Cela fait de nombreuses années que l’ANSSI soutient le développement d’initiatives open source. En 2018, l’agence nationale pour la sécurité des systèmes d’information avait par exemple mis à la disposition de la communauté le code source de Clip OS, un système d’exploitation sécurisé. Un an plus tard, elle avait aussi dévoilé un concept de disque dur USB chiffré, WooKey, ou encore une app de messagerie piégée à des fins de formation en 2023. Mais jusqu’à présent, ses initiatives étaient assez isolées, sans réel cadrage et orientations stratégiques clairs. Ce n’est désormais plus le cas, avec l'annonce d’une doctrine open source en bonne et due forme.
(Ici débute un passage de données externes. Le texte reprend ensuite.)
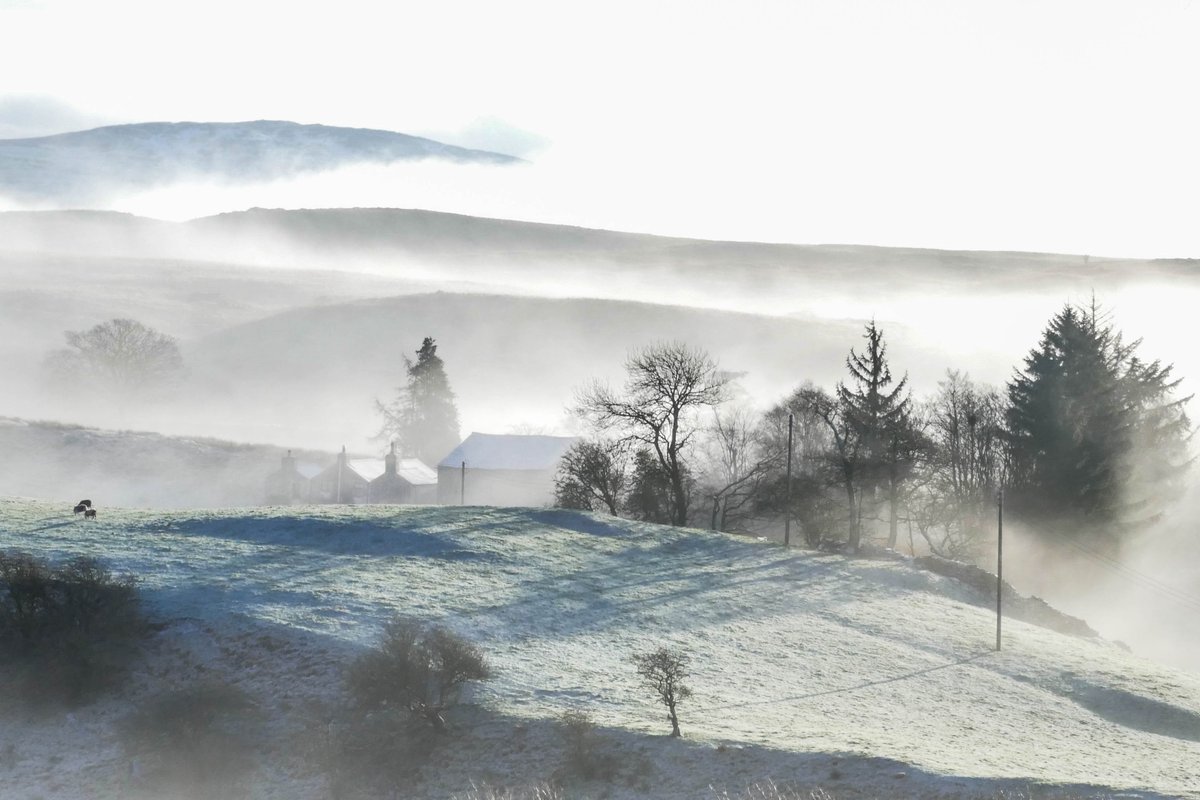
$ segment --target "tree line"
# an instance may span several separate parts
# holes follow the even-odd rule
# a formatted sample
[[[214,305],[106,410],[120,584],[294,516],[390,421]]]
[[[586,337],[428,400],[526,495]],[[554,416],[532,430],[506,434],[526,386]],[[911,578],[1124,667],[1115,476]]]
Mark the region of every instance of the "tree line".
[[[872,321],[832,391],[801,383],[765,411],[732,400],[734,377],[708,353],[652,344],[621,389],[579,392],[590,435],[563,459],[556,501],[726,531],[786,519],[811,547],[904,536],[970,558],[1003,491],[1035,531],[1115,547],[1164,512],[1191,461],[1190,396],[1140,344],[1094,302],[1068,304],[1003,388],[947,370],[918,399]]]

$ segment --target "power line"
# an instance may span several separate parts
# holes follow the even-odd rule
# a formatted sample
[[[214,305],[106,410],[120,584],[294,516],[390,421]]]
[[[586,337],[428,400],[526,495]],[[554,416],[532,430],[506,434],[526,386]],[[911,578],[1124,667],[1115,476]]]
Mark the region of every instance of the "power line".
[[[1096,551],[1094,551],[1088,547],[1084,547],[1083,545],[1079,544],[1078,542],[1073,542],[1073,541],[1067,540],[1067,544],[1069,544],[1071,547],[1078,550],[1080,553],[1083,553],[1085,556],[1088,556],[1089,558],[1093,559],[1094,561],[1099,563],[1101,566],[1106,567],[1120,575],[1123,575],[1131,583],[1140,584],[1142,587],[1144,587],[1146,589],[1150,589],[1151,591],[1157,592],[1157,593],[1163,595],[1164,597],[1168,597],[1178,603],[1183,603],[1184,605],[1191,606],[1192,608],[1194,608],[1196,610],[1200,610],[1200,598],[1194,597],[1194,596],[1188,594],[1187,592],[1183,591],[1182,589],[1179,589],[1175,586],[1171,586],[1168,583],[1164,583],[1164,582],[1158,580],[1157,578],[1154,578],[1143,572],[1139,572],[1138,570],[1134,569],[1133,567],[1130,567],[1126,564],[1122,564],[1120,561],[1117,561],[1112,556],[1107,556],[1107,555],[1104,555],[1103,553],[1097,553]]]

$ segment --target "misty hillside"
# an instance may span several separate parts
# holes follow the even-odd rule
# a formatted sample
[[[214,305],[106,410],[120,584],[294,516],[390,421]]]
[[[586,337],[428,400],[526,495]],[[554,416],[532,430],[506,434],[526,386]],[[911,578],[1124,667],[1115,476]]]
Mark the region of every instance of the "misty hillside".
[[[477,642],[496,672],[406,796],[548,780],[564,758],[553,720],[574,709],[635,778],[580,796],[733,797],[771,779],[837,798],[1200,797],[1196,675],[1011,618],[997,653],[988,593],[902,559],[568,511],[106,509],[83,521],[4,500],[9,548],[99,556],[138,576],[165,623],[118,696],[65,723],[0,726],[18,797],[141,796],[119,720],[197,681],[236,686],[268,715],[246,796],[328,797],[312,737],[345,664],[397,611]],[[664,644],[692,657],[682,740],[666,738],[629,663]]]
[[[433,336],[460,413],[477,421],[475,429],[504,433],[559,423],[578,389],[594,379],[619,385],[625,358],[649,342],[706,348],[742,375],[756,400],[773,402],[803,379],[835,380],[860,335],[853,322],[435,293],[284,312],[206,336],[185,357],[194,387],[211,398],[200,413],[260,425],[357,419],[365,433],[379,424],[374,399],[393,396],[404,380],[403,358]],[[915,355],[902,330],[894,336],[897,353]],[[267,435],[264,429],[260,438]]]
[[[0,251],[0,367],[14,387],[0,411],[288,446],[374,433],[375,398],[424,336],[443,348],[464,424],[492,432],[558,425],[581,381],[618,378],[654,339],[706,347],[747,373],[760,406],[803,380],[832,387],[871,318],[918,394],[947,368],[1000,384],[1064,302],[1093,293],[1147,357],[1200,376],[1172,327],[1200,302],[1187,261],[710,242],[396,209],[188,223],[14,212],[0,214]],[[395,299],[433,289],[492,297]],[[86,393],[40,396],[62,332],[118,316],[182,340],[194,385],[211,390],[183,425],[100,418]]]
[[[0,353],[40,358],[63,331],[129,317],[180,339],[296,308],[442,284],[332,270],[0,250]]]
[[[0,417],[0,487],[9,496],[100,506],[258,505],[284,450],[199,437],[106,431]],[[297,450],[332,463],[332,454]]]
[[[631,276],[651,286],[661,276],[760,295],[796,293],[796,281],[803,282],[799,288],[849,289],[869,280],[879,290],[969,284],[1003,291],[1198,277],[1186,259],[720,242],[391,208],[255,208],[179,223],[113,212],[6,212],[0,213],[0,242],[4,249],[276,266],[371,264],[376,271],[403,272],[435,264],[447,278],[486,279],[502,267],[532,281],[579,274],[621,279],[622,288]]]
[[[391,131],[295,122],[146,122],[0,140],[0,196],[89,202],[180,180],[249,182],[358,163],[520,159]]]

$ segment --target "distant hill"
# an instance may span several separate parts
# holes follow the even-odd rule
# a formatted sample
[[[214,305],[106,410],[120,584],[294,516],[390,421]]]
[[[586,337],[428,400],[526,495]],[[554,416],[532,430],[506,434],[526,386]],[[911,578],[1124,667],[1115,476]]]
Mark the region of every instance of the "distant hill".
[[[12,417],[0,417],[0,451],[5,495],[155,508],[259,505],[266,477],[285,453],[269,445]],[[334,459],[308,450],[295,455],[318,464]]]
[[[85,202],[188,178],[240,183],[356,163],[520,159],[392,131],[295,122],[145,122],[0,140],[0,196]]]
[[[1192,259],[682,239],[394,208],[254,208],[170,223],[93,211],[0,213],[0,248],[204,259],[393,277],[507,282],[526,292],[792,310],[806,296],[1087,293],[1200,281]]]

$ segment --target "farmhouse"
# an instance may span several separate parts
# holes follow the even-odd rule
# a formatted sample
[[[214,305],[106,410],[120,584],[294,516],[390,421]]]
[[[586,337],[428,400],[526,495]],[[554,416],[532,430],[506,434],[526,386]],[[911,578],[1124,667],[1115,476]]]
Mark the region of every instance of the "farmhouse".
[[[437,473],[415,458],[398,458],[392,446],[383,458],[349,458],[346,448],[337,461],[312,479],[313,503],[416,503],[437,501]]]
[[[346,448],[337,461],[321,470],[312,480],[314,503],[366,503],[371,481],[383,474],[383,462],[376,458],[347,458]]]
[[[438,464],[438,502],[549,505],[559,459],[577,441],[575,436],[472,433]]]
[[[321,468],[307,461],[297,461],[288,450],[280,459],[279,469],[267,476],[267,505],[290,505],[312,502],[312,479]]]
[[[418,458],[397,458],[396,445],[383,458],[383,472],[371,481],[371,503],[437,502],[437,472]]]

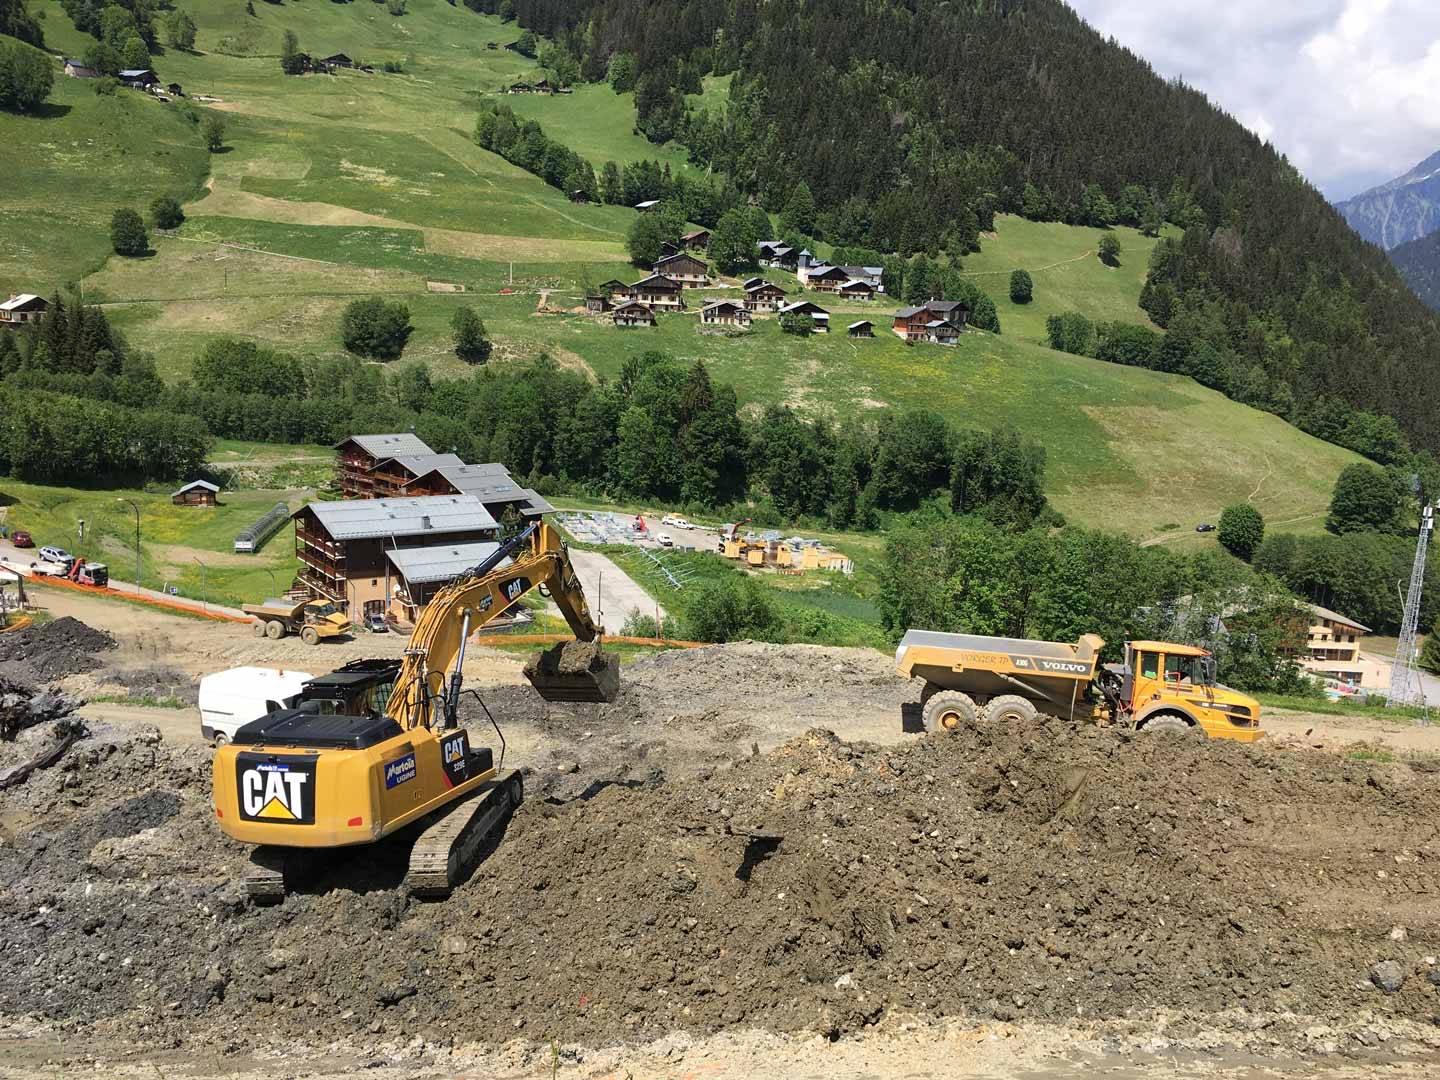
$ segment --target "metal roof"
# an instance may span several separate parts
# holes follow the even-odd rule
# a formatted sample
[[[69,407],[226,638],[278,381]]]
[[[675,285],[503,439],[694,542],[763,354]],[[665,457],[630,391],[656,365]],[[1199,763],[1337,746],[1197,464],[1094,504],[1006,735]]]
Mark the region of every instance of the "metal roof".
[[[705,305],[704,307],[702,307],[700,310],[701,310],[701,311],[711,311],[711,310],[713,310],[714,308],[722,308],[722,307],[732,307],[732,308],[735,308],[735,310],[737,310],[737,311],[744,311],[744,310],[745,310],[745,305],[742,304],[742,303],[740,303],[739,300],[711,300],[708,304],[706,304],[706,305]]]
[[[668,278],[664,274],[651,274],[649,277],[643,277],[639,281],[631,285],[630,288],[639,289],[646,285],[650,286],[651,288],[659,288],[661,282],[664,282],[665,285],[670,286],[673,289],[680,288],[680,283],[678,281],[676,281],[674,278]]]
[[[220,486],[210,483],[209,480],[191,480],[190,483],[186,484],[179,491],[172,491],[170,497],[173,499],[176,495],[184,495],[185,492],[194,488],[204,488],[206,491],[214,491],[217,493],[220,491]]]
[[[902,307],[899,311],[895,312],[895,318],[908,319],[912,315],[919,315],[920,312],[927,310],[927,308],[923,307]]]
[[[346,443],[353,442],[371,457],[395,457],[400,454],[433,454],[435,451],[425,445],[425,440],[413,431],[402,431],[394,435],[351,435],[335,444],[338,450]]]
[[[385,551],[385,558],[395,567],[396,573],[411,585],[429,585],[436,581],[449,581],[458,577],[472,566],[479,566],[494,555],[499,544],[479,541],[473,544],[440,544],[436,547],[399,548]],[[510,565],[509,559],[500,566]]]
[[[786,304],[780,309],[780,314],[784,315],[786,312],[799,311],[802,309],[810,312],[810,314],[817,318],[821,315],[824,315],[827,319],[830,317],[830,313],[813,300],[797,300],[793,304]]]
[[[659,206],[659,205],[660,205],[660,200],[659,200],[659,199],[646,199],[644,202],[637,202],[637,203],[635,204],[635,209],[636,209],[636,210],[648,210],[648,209],[650,209],[650,207],[652,207],[652,206]]]
[[[874,325],[875,325],[875,324],[874,324],[873,322],[871,322],[869,319],[861,319],[859,322],[852,322],[852,323],[851,323],[849,326],[847,326],[845,329],[847,329],[847,330],[854,330],[857,326],[874,326]]]
[[[34,293],[21,293],[18,296],[12,296],[4,303],[0,303],[0,311],[14,311],[16,308],[24,307],[26,304],[33,303],[40,299],[42,299],[42,297],[36,296]]]
[[[149,68],[126,68],[124,71],[120,72],[120,78],[122,78],[122,79],[134,79],[134,78],[137,78],[137,77],[139,77],[139,76],[141,76],[141,75],[154,75],[154,74],[155,74],[155,73],[154,73],[153,71],[151,71]]]
[[[1321,607],[1319,604],[1302,604],[1301,606],[1307,608],[1312,614],[1320,616],[1320,618],[1322,619],[1329,619],[1331,622],[1344,623],[1346,626],[1353,627],[1354,629],[1359,630],[1362,634],[1370,633],[1370,628],[1368,626],[1362,626],[1354,619],[1349,618],[1345,615],[1341,615],[1338,611],[1331,611],[1329,608]]]
[[[494,529],[498,522],[474,495],[421,495],[398,499],[347,499],[307,503],[336,540]]]
[[[440,469],[446,465],[464,465],[464,460],[458,454],[387,454],[375,463],[375,469],[380,468],[388,461],[395,461],[416,476],[424,476],[433,469]],[[372,472],[374,469],[371,470]]]

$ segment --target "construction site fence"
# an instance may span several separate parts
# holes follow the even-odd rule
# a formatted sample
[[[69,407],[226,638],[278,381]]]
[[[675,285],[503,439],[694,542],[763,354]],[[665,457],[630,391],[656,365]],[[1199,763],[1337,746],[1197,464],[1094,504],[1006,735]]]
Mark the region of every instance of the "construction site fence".
[[[213,611],[201,607],[199,604],[187,604],[182,600],[146,596],[143,593],[126,592],[123,589],[112,589],[109,586],[97,588],[94,585],[80,585],[73,581],[66,581],[64,578],[34,578],[29,584],[46,589],[70,589],[74,592],[87,593],[90,596],[113,596],[120,600],[130,600],[137,604],[145,604],[147,607],[159,608],[161,611],[178,611],[184,615],[195,615],[201,619],[214,619],[216,622],[250,623],[255,621],[249,615],[230,615],[224,611]]]
[[[259,521],[244,529],[235,537],[236,552],[253,555],[279,532],[290,520],[290,507],[283,502],[276,503]]]

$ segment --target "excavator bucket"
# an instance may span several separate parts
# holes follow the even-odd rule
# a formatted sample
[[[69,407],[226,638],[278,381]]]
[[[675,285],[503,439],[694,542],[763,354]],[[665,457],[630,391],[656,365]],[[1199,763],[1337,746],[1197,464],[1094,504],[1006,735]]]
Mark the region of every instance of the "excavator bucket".
[[[546,701],[611,702],[620,693],[620,661],[598,641],[566,641],[537,652],[525,677]]]

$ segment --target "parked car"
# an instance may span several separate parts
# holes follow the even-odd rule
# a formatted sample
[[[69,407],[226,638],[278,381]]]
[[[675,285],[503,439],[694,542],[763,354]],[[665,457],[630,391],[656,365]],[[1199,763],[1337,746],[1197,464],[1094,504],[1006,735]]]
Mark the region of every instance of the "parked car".
[[[675,538],[674,538],[673,536],[671,536],[669,533],[656,533],[656,534],[655,534],[655,542],[656,542],[657,544],[659,544],[661,547],[674,547],[674,546],[675,546]]]
[[[372,634],[388,634],[390,632],[390,626],[385,622],[385,613],[383,611],[372,611],[369,615],[366,615],[365,629],[369,630]]]
[[[675,526],[675,528],[677,529],[693,529],[695,527],[694,525],[691,525],[690,522],[686,521],[684,518],[676,518],[670,524]]]
[[[1214,531],[1215,531],[1215,526],[1214,526],[1214,525],[1211,525],[1210,522],[1208,522],[1208,521],[1202,521],[1202,522],[1200,522],[1199,525],[1196,525],[1196,526],[1195,526],[1195,531],[1196,531],[1196,532],[1214,532]]]
[[[46,562],[59,563],[66,568],[75,561],[74,555],[71,555],[64,548],[55,547],[52,544],[46,544],[40,549],[40,558]]]
[[[10,542],[17,548],[31,548],[35,546],[35,541],[31,539],[30,534],[24,529],[16,529],[15,535],[10,538]]]
[[[674,524],[676,524],[676,522],[675,522],[675,519],[674,519],[673,517],[671,517],[669,514],[666,514],[664,517],[662,517],[662,518],[660,519],[660,524],[661,524],[661,525],[674,525]]]

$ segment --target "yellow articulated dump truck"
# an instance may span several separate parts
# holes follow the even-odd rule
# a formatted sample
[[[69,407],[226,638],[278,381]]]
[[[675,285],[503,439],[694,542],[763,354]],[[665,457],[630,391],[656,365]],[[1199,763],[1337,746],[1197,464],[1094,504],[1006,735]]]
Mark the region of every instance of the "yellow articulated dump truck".
[[[1215,660],[1204,649],[1128,641],[1123,663],[1101,664],[1104,647],[1094,634],[1070,645],[909,630],[895,666],[906,678],[925,680],[926,731],[1048,713],[1139,731],[1260,738],[1259,702],[1216,683]]]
« L’open source joue et doit continuer à jouer un rôle essentiel pour la maîtrise des solutions numériques, la sécurisation des chaînes logicielles, la protection et la résilience des systèmes d’information et des communs numériques, et le soutien aux technologies et solutions innovante », explique l’Anssi. Elle explique ainsi désormais défendre par défaut le principe d’ouverture des codes sources et des données et a livré un plan d’action en quatre axes : publier des logiciels cybersécurité à code ouvert, contribuer à des projets extérieurs de cette nature et renforcer cet écosystème, ainsi qu’utiliser des solutions open source.
Renforcement des liens avec l'écosystème
Dans le cadre des évolutions annoncées, on retiendra le choix de l’agence de préférer notamment des licences permissives, en particulier Apache 2.0, afin de limiter les restrictions imposées sur la réutilisation du code source (y compris dans un cadre commercial. « L’investissement de l’Anssi dans l’open source ne se fait pas de façon isolée, mais en lien avec de nombreux acteurs de l’écosystème numérique », assure l’agence. Cela va des administrations centrales et territoriales aux OIV/OSE en passant par les fournisseurs, le monde académique, la Dinum ou encore des agences similaires en Europe comme la BSI allemande ou encore l’agence européenne pour la cybersécurité (Enisa).
« La contribution de l’agence à des projets open source publics lui permet aussi de démultiplier son action », indique l’agence. Et de préciser que cela diminue la charge de travail de ses équipes en évitant de reproduire des adaptations spécifiques en parallèle des évolutions publiques d’un projet. Ou encore de renforcer la sécurité d’un produit ou de ses fonctionnalités. « Par exemple pour un outil de sécurité, le travail bénéficie non seulement aux ministères et aux opérateurs d’importance vitale mais également aux partenaires de l’agence et à l’ensemble de la communauté des utilisateurs », fait savoir l’Anssi.